In April 1945 we ended up in the concentration camp of Stefansfeld. The children were taken away from the mothers and (sorted) in age groups. Therefore I was now separated also from my sister. The children as well as the old people were sent in September to the concentration camp in Molidorf. Since Stefansfeld had no train station, we drove in horse carts to Sartscha. Our mother was not with us, nor were our Grandparents permitted to join us.  Only late in the evening did we find out that our mother did arrive with the last wagon after all.

The train ride in the cattle car ended in Zerne and from there we walked to Molidorf. Together with our mother and some other 15 people we were placed in one room. There was a shortage of food and the winter was awfully cold. Most of us were very ill, but there was no doctor. In our room were mostly women and children. Us children did not find it too bad. My sister was a big helper to our mother. We also met relatives in Molidorf, who used to live in other villages. The time flew by.

In the winter 1946/47 my sister was ordered to bring with others firewood. They walked to Zerne and returned with big bundles of firewood on their backs. During this time she became very ill, and it did not get any better. My sister died on 19th of March 1947. By that time my mother was also gravely ill and could not get up. We sewed a blanket around my sister and buried her in Molidorf, where there were still single burial spots available.

There were many deaths daily. My mother died on 27th of March 1947. We buried her also. I would have loved to die also, than my grandparents, who were in Rudolfsgnad’s concentration camp, were also already dead.

The conditions in Molidorf became a bit better and by the summer the Molidorf concentration camp was closed. An aunt with her three children shared our room, who was looking a little bit after me. My aunt, her children and myself were transported with the second transport to Gakowa. I believe it was in July on 1947. I was already ill with malaria in Molidorf and was very weak.

There were houses in Gakowa for orphaned children and my aunt brought me there.

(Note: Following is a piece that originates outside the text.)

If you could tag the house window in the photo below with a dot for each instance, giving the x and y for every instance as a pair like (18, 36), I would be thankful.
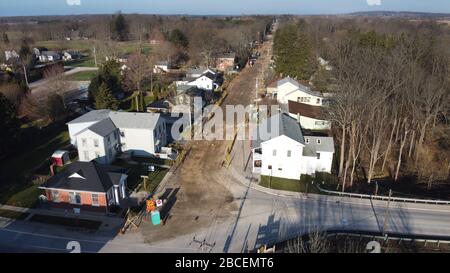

The malaria fever climbed every second day and weeks went by until I could visit my aunt.  But they were no longer there. The Hungarian border was not too far from Gakowa and many people managed to flee. I stayed again behind.

After Gakowa concentration camp was dissolved I was transported with other children to Rudolfsgnad concentration camp. There were houses for orphaned children. We all had the same fate and life went on.

The concentration camp was dissolved in 1948; the children and the old people were sent to Karlsdorf. Three weeks later the children were transported to St. Georg, received medical care and sent to individual orphanages. I had Trahoma (an eye illness) and was sent to Jabuka (Apfeldorf). I believe there were 60 –70 girls and boys. The surgery was done in Pantschewo. We had Swabian lady cooks and good food. The daycare ladies were Serbian. We did not go to school.

A great uncle on my mother’s side discovered where I was and had permission to visit me, so now I had contact with a few of my distant relatives.

From the Jabuka orphanages we were split and via Tetel I arrived in 1949 in Privina-Glava, Syrmia. Only girls were there, Serbian also, and the village’s children also went to school in the orphanage. The lessons were in the Serbian language. We were not permitted to speak German between us. I ended up in the third grade and as the rest of us, spoke no word of Serbian.

I was in Privina-Glava until 1951. By then I finished the forth grade. Die ethnic German children received from time to time mail from parents or grandparents from Germany, Austria, or even from the USA. And many received permission to leave through the Red Cross.

Together with some older girls I was sent to Sombor, Batschka. We were still in the orphanage but had to learn a trade. I ended up in a hairdressing salon. My great uncle requested for quite some time my release from the orphanage. One of my cousins offered to bring me to Germany. Not until March of 1953 did I reach Germany with a Red Cross transport and other 175 children. Some of the children disembarked in Austria.

Translated from the original handwritten letter, written on 25th January 2011 with Mrs. Klauser’s gracious permission.